Sein Blick folgte meinem. Zum CD-Player. Er lächelte.

„Natürlich.“

Ich ging zu Lina, kniete mich hin.

„Du hast vorhin etwas sehr Kluges gesagt“, begann ich. „Du wolltest den CD-Player nicht einfach haben, sondern verdienen. Das fand ich ganz toll.“

Sie schaute auf ihre Schuhe. „Mama muss gerade für wichtige Sachen sparen.“

„Weißt du was?“ sagte ich. „Wie wäre es, wenn ich dir den CD-Player schenke? Als kleines Willkommensgeschenk für euer neues Zuhause. Kostenlos. Einfach so.“

Ihre Augen wurden riesig. „Für… mich?“

„Für dich,“ sagte ich lächelnd. „Wenn es für deine Mama okay ist.“

Ich blickte zu Julia, deren Hände vor dem Mund lagen, Tränen liefen ihr übers Gesicht. Sie nickte, unfähig zu sprechen.

Mein Mann hob den kleinen CD-Player auf, trug ihn vorsichtig zum Auto, als wäre er aus Porzellan.

Lina folgte ihm hüpfend, beide Hände vor lauter Staunen an den Wangen.

Der Ausdruck in ihrem Gesicht, als er das Gerät in den Rücksitz stellte, direkt neben die Tüten mit Geschirr, Decken und der Lebensmittelkiste, werde ich mein Leben lang nicht vergessen.

Reine Freude. Reines Glück. Ein Moment, in dem ein Kind die Welt wieder als etwas Gutes sehen darf.

Als sie davonfuhren, der kleine, etwas ältere Kombi voll bis oben hin, stand ich zwischen meinen klapprigen Flohmarkt-Tischen und fühlte mich plötzlich… reich.
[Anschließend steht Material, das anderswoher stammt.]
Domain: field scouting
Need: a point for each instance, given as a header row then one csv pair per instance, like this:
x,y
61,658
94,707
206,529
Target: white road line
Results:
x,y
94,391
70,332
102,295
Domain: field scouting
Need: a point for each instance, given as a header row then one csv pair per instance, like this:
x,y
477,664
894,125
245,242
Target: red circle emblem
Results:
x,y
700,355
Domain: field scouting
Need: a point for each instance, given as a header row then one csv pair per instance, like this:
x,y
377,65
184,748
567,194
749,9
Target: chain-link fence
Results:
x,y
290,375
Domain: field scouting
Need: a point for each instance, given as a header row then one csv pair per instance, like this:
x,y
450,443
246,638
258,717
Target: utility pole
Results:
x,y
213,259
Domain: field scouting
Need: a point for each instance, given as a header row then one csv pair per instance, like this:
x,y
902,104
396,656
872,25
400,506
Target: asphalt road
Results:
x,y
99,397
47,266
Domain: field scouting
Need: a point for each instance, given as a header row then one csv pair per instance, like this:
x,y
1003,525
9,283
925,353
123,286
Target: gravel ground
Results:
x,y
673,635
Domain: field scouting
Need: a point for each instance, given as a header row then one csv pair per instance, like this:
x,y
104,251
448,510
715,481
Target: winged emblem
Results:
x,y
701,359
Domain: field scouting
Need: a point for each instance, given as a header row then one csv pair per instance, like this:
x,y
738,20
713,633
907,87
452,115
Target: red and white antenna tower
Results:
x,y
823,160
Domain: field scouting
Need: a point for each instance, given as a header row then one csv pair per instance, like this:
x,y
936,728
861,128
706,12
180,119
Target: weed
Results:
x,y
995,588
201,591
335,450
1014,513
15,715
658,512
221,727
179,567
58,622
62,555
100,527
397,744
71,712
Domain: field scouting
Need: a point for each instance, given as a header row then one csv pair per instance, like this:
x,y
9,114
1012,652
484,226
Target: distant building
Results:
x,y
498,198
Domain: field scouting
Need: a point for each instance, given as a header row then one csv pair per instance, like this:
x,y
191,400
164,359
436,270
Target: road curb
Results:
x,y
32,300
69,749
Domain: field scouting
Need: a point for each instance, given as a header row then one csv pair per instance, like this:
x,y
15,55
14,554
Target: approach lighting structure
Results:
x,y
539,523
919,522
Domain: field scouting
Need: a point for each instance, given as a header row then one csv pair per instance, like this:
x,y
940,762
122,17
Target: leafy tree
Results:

Auf eine Art, die nichts mit Geld zu tun hat.

Denn ja, ich gab ihnen Dinge.

Aber sie gaben mir etwas zurück:

Eine Erinnerung daran, wie Dankbarkeit klingt.

Wie Mut aussieht.

Wie Liebe zwischen Mutter und Kind wirkt, selbst wenn das Leben schwer ist.

Sie zeigten mir, dass man manchmal nur sagen muss:

„Du darfst heute mal leichter atmen.“

Ich half ihnen beim Einladen.

Aber sie waren es, die mein Herz nach Hause füllten.